Ich hatte das Amen gesprochen. Als dann immer noch kein Leben in den Kranken kam, war es mit Nauogos Geduld zu Ende. Er sprang auf und sagte: „Ich gehe“, und er wandte sich zum Ausgang.
Ich erhob mich auch; und während ich das tat, legte ich meine Hand auf die Schulter des Kranken, und ohne mir weiter etwas dabei zu denken, sagte ich in seiner Sprache die Abschiedsworte: „Jaalahn schick – e – i!“ Das ist: Leb wohl, auf Wiedersehen, mein Freund.
Da, mit einem Ruck, so kurz und hart, dass der Hut herunter glitt, flog der Kopf des Kranken in die Höhe.
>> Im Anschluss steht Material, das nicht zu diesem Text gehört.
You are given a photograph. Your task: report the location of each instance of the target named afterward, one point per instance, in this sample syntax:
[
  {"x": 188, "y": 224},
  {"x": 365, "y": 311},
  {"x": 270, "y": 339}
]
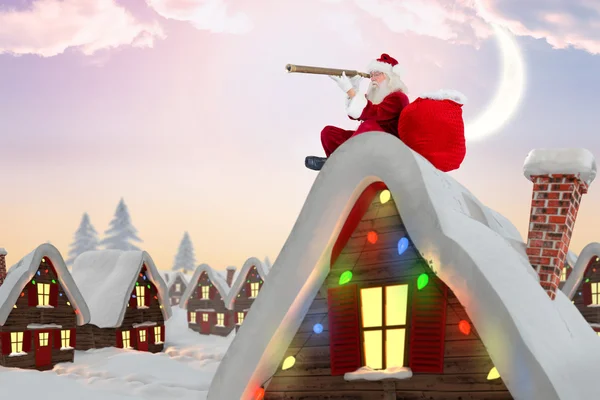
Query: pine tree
[
  {"x": 86, "y": 239},
  {"x": 185, "y": 260},
  {"x": 121, "y": 231}
]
Ein Wort in seiner Muttersprache aus des Fremdlings Mund hatte ihn aus seiner Zurückhaltung herausgerissen.
Ich erschrak und fuhr zusammen, weniger infolge dessen, was geschehen, als ob des Anblicks, der sich mir so ganz unerwartet bot. Weder im Leben noch auf Bildern hatte ich je ein so schönes, edles Antlitz gesehen. Wie feinster brauner Seidensammet erschien die dunkle, rot durchglühte Haut. Der Mund, ein wenig geöffnet, zeigte die schönsten weißen Zähne. Leise bebten die Flügel der stolzen, leicht gebogenen Nase. Und – die Augen! In ihrer schwarzen Tiefe brennt ein Feuer, ein Feuer, man weiß nicht, ob es aus dem Himmel oder aus der Hölle stammt. Und die Augen, sie richten sich auf mich. Sie suchen die meinen. Sie lassen mir keine Zeit, darüber zu sinnen, was das für ein Feuer sei, das da in ihnen brennt; aber sie lassen es mich fühlen. Es ist mir, als wollten ihre Strahlen sich in mein Innerstes bohren, als lechzten sie danach, mir meine Seele auszuschlürfen.
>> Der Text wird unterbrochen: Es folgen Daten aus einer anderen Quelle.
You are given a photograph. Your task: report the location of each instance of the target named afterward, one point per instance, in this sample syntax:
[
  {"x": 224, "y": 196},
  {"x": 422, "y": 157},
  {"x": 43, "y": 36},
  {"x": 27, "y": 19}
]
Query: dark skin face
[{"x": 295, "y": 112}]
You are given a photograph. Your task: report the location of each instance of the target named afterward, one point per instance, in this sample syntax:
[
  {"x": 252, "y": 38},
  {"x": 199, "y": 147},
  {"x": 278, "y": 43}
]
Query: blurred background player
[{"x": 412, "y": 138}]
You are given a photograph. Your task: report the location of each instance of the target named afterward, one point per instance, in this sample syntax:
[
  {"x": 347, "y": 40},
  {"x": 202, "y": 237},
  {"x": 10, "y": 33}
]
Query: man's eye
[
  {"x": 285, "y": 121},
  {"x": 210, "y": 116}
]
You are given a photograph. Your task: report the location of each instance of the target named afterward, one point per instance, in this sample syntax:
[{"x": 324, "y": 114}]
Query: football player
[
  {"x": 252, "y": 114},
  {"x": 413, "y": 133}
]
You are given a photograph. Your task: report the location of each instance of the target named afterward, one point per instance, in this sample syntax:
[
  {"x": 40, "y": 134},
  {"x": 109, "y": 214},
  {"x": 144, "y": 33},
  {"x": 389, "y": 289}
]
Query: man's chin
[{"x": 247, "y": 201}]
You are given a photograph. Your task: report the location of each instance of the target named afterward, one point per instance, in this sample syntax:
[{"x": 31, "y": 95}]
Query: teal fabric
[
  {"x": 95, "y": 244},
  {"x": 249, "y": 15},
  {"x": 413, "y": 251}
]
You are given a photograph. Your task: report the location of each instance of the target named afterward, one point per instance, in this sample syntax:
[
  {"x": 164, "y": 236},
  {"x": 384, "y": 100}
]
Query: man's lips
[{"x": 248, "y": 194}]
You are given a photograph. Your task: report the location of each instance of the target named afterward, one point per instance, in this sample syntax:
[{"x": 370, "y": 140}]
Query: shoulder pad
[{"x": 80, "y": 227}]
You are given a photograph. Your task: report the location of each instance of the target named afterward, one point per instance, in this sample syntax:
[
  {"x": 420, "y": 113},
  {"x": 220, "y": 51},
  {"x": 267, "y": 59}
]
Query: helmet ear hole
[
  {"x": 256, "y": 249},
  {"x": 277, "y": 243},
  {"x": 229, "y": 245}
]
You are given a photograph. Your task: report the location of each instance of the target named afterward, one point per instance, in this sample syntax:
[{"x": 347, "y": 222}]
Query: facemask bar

Mein Denken verwirrt sich, meine Geistesruhe verlässt mich.
Aber nur momentan. Sofort mir klar: Hier gilt es einen Kampf. In diesem Kampf unterliegen, heißt, alles verlieren.
Auge wider Auge. Blick wider Blick. Und von dem brennenden Verlangen erfüllt, Liebe und Vertrauen dieses schönen Menschenkindes zu gewinnen und ihm die ganze Liebe, deren das eigene Herz fähig ist, zu schenken, senke ich meiner Augen Blicke in die seinen.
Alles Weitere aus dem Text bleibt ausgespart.